Critique de Elko (Niort, Inscrit le 23 mars 2010, 48 ans) - 11 juin 2023
Je suis très client d’Emmanuel Carrère. J’aime la limpidité de son écriture. J’aime son ego (toute son œuvre tourne autour de lui) et son absence d’ego (il semble pouvoir tout partager, ses faiblesses et ses défaites). Il a une façon à lui de captiver son lecteur, le lecteur que je suis en tout cas. Et si certains moments m'ont moins intéressé (la partie yoga par exemple, a contrario j'ai été passionné par les digressions sur le travail de l'écrivain) j'ai pris plaisir à retrouver l'auteur.
La mise à nu
Critique de Marvic (Normandie, Inscrite le 23 novembre 2008, 66 ans) - 21 avril 2021
Les pages qui décrivent le yoga -mot qui à l’origine désigne le joug sous lequel on attelle les bœufs- m’ont paru, pour moi qui n’ai pratiqué que quelques séances, relativement ennuyeuses. L’auteur propose différentes définitions du yoga dont certaines assez surprenantes comme celle du "hochet narcissique".
Son départ précipité lui fait mesurer le décalage entre l’isolement des stagiaires et la vraie vie et ses drames. L’auteur est touché et touchant dans le récit de la mort de Bernard Maris, compagnon d’une amie proche, avec qui se tissait une belle amitié.
J’ai retrouvé de l’intérêt à la lecture de cette deuxième partie, moins égocentrée, plus sensible.
Puis le récit de son internement, édifiant et terrifiant, courageux et émouvant, tellement impudique. "La première règle est de ne pas mentir… la littérature est avant tout le lieu où on ne ment pas". Avec parfois des difficultés, parfois des incompréhensions, on partage sa douleur.

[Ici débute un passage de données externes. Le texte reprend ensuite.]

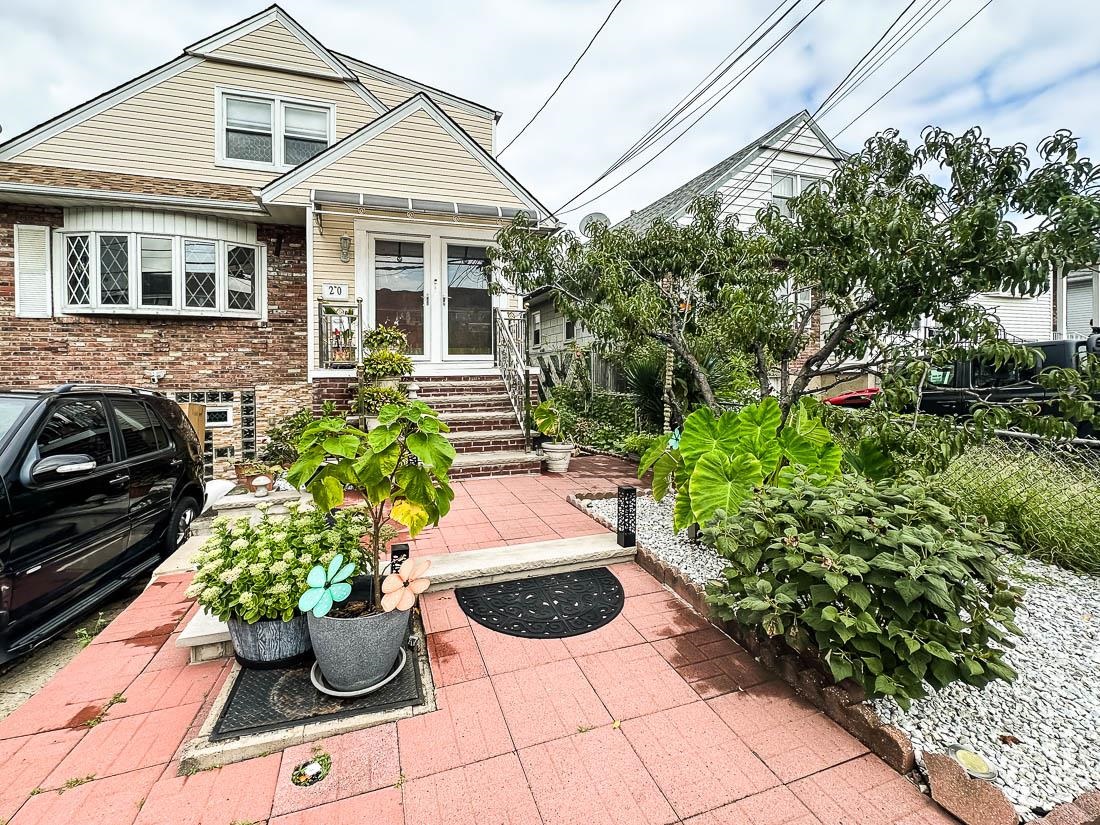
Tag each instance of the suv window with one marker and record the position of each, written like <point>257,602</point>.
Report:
<point>142,431</point>
<point>77,427</point>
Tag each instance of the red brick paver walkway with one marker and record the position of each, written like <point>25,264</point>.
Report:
<point>655,718</point>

"C’est aussi que, quand ça va bien, je m’attends à ce qu’un moment ou à un autre ça aille mal en quoi j’ai raison alors que quand ça va mal je n’arrive pas à croire qu’à un moment ou à un autre ça va aller bien -en quoi j’ai tort."

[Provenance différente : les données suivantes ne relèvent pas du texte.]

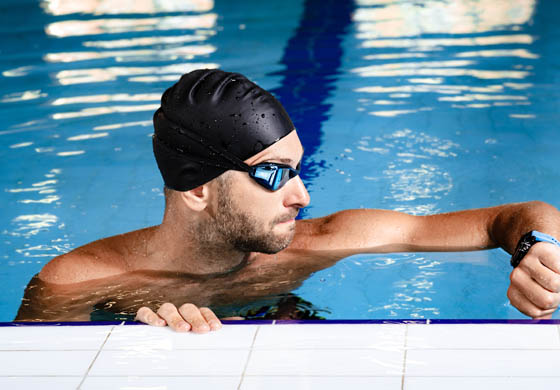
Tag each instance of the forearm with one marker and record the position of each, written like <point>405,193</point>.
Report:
<point>514,220</point>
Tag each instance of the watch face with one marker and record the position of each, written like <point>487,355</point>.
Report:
<point>523,247</point>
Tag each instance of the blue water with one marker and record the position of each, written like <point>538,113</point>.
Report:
<point>421,107</point>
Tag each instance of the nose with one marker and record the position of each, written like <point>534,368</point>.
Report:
<point>296,194</point>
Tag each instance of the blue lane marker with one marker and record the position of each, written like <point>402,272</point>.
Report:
<point>312,59</point>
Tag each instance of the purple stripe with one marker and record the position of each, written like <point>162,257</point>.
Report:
<point>303,322</point>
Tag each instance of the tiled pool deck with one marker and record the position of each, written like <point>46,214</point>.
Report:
<point>282,356</point>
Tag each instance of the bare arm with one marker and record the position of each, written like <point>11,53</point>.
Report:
<point>535,283</point>
<point>382,231</point>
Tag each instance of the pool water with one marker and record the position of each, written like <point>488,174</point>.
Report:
<point>420,107</point>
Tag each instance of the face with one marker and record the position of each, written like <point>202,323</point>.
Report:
<point>254,219</point>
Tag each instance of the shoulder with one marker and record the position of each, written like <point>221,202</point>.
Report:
<point>96,260</point>
<point>80,265</point>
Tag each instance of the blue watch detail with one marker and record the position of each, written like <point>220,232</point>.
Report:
<point>527,241</point>
<point>543,237</point>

La 4° partie nous emmène sur l’île de Léros, au curieux passé, île peu touristique, servant de camp de transit des migrants. Probablement mon chapitre préféré.
Un récit qui finit par une magnifique déclaration d’amour à sa femme et par cette phrase "ce jour-là, je suis pleinement heureux d’être vivant".
Quand on sait que l’auteur pensait écrire "un petit livre souriant et subtil sur le yoga" , on ne peut qu’être surpris par ce récit. Je devrais dire par "ces" récits.
Même si ce livre m’a permis de découvrir Martha Argerich (et oui, M. Carrère, je suis bien allée voir et écouter), cette mise à nu d’un homme en souffrance m’a parfois dérangée, souvent intéressée mais pas passionnée.
Confus
Critique de Bernard2 (DAX, Inscrit le 13 mai 2004, 75 ans) - 22 octobre 2020
Je n’ai pas apprécié qu’il n’y ait pas de fil conducteur, pas de plan structuré. Peut-on considérer comme un style littéraire le fait de partir dans tous les sens au gré du moment ? Quant à décrire dans le détail une journée de yoga, j’y ai trouvé autant d’intérêt que de savoir que l’auteur ne savait pas taper sur un clavier d’ordinateur, mais qu’il a appris, ou qu’il ne sait pas jouer d’un instrument mais qu’il aime la musique... tout en ne parlant que d’un seul morceau, sublime certes, mais tout de même. Quantité d’historiettes de ce genre auraient mieux leur place dans la presse people...
Je suis allé jusqu’au bout du livre, espérant finir par comprendre la raison de son succès. Raté.
Exorciser ses démons
Critique de Alma (, Inscrite le 22 novembre 2006, - ans) - 1 octobre 2020
J'y ai vu un ouvrage par lequel l'auteur broyé par de profonds troubles de bipolarité sort d'un silence lié à une douloureuse descente aux enfers de 4 mois à l'hôpital Saint Anne, soumis à des séances d'électrochocs et qui cherche à retrouver la place qu'il occupait auparavant dans le paysage littéraire. Il tente d'y exorciser ses démons, il y crie ce qu'il a souffert, mais qu'il est toujours là !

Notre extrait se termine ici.